As was suggested earlier I plate all my USA 3 axle drives. When plated a stock loco will actually have less drawbar pull/ tractive effort as the weight is now spread out on all 6 axles..not 4. You can change the spring rate on that floppy axle until your heart is content but it's not going to change a thing..the engine weight itself is going to dictate TE as in axle loadings.

As far as wanting a working suspension..huh? These things don't have a working suspension to begin with as they're all oversprung...The only engine I have that actually somewhat works in the suspension area is my USA Hudson. Aristo drives have no suspension..only an axle that can rock on a 3 axle drive. Big flanges keep the wheels on the rails. Read the articles about the folks that tried smaller flanges on Aristo drives.


----------



## SD90WLMT (Feb 16, 2010)

Chuck, short 2 ?'s for you!?? 

Are you running track or battery power in your locos? 

How are you determining TE on your locos!?? 



Dirk


----------



## Greg Elmassian (Jan 3, 2008)

Theoretically tractive effort is mostly determined by weight, given the same weight of the loco, the tractive effort should be same no matter how many wheels are in contact. (assuming you are putting the weight on driven axles). 

If you add some weight, you can get some compliance out of the USAT suspension, such as it is. Yes Aristo has no suspension and depends completely on flanges especially in the 3 axle blocks. I've found that reducing flanges under 0.1 or so makes it almost impossible to have reliable running on most layouts. 
(that is a BIG generalization, so of course many people will be an exception who have very flat layouts and good trackwork) 

Greg


----------



## Chucks_Trains (Jan 2, 2008)

Dirk, Track power..Whatever I feel like running as some engines use MTH PS2 and track power, some engines use QSI, track power & Gwire or battery and some can use DCC..guess you could say that I'm shifty









Greg, You know that floppy axle doesn't do sh*t in its stock form so technically say a SD40-2 has all the weight on 4 axles..plate the floppy axles and now the entire engine weight is on 6 axles. I did a before and after drawbar test using a digital fish scale as the dyno car is being rebuilt. After I plated the drives the drawbar pull went down. It does make sense when you think about it.


----------



## SD90WLMT (Feb 16, 2010)

Thanks Chuck, 

As Greg noticed also, I picked up on the contradiction in your statement... 

I was interested in your power means as a guide to loco weights.. 

While we have had differing experiences with our toys, resulting in a wide difference in our views, I think we might be on the same page!! 

Glad to see you have used a scale to measure with.. do you have any written results from using the scale? 

I would be wanting to compare the efforts of a stock loco to one with a solid plate, and then the percentage of decrease in total overall effort. 

Unfortunately in my case I had no idea to capture any results before my mods to a loco, too many people complained of many issues and I just plowed ahead into what I now have running. Btw - this was the result of My first attempts - not from numerous trials or experiments, just the first hat trick! 

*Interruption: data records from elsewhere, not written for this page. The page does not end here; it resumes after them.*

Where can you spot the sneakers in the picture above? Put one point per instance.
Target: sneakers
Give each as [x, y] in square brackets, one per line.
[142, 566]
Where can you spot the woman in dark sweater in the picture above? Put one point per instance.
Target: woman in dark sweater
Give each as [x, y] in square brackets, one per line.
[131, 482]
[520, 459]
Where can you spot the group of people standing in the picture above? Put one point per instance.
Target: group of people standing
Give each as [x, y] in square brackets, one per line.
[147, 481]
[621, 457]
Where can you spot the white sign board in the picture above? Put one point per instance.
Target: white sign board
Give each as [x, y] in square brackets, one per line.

And I run - only battery power which is heavier, in fact for the trucks I just converted for a Friend, we talked on the phone to come to agreement for final weight, in his case and use, and set a 14 pound weight, which I used to determine alternate springs.. 

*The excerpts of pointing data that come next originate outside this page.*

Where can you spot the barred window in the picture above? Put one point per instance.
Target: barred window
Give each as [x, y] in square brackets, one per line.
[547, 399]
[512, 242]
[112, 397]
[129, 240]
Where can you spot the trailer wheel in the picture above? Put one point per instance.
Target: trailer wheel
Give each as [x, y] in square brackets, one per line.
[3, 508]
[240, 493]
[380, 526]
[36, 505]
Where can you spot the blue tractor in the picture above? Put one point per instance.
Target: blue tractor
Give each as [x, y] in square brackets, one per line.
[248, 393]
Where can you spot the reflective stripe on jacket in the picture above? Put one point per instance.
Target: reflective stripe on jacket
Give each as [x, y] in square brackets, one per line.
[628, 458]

I will do a complete write up and photo thread and post it this week!! 

Also I did like your results of a nice clean plate to bolt to the bottom!! 

Dirk - DMS Ry.


----------



## Greg Elmassian (Jan 3, 2008)

The laws of physics make sense... and if the drawbar pull decreased, something else happened... it should have increased. 

If it did not, then there are some other interesting things going on. 

So far, the laws of physics, and kinetic and static friction have held true ever since they were discovered, before any of us were born. 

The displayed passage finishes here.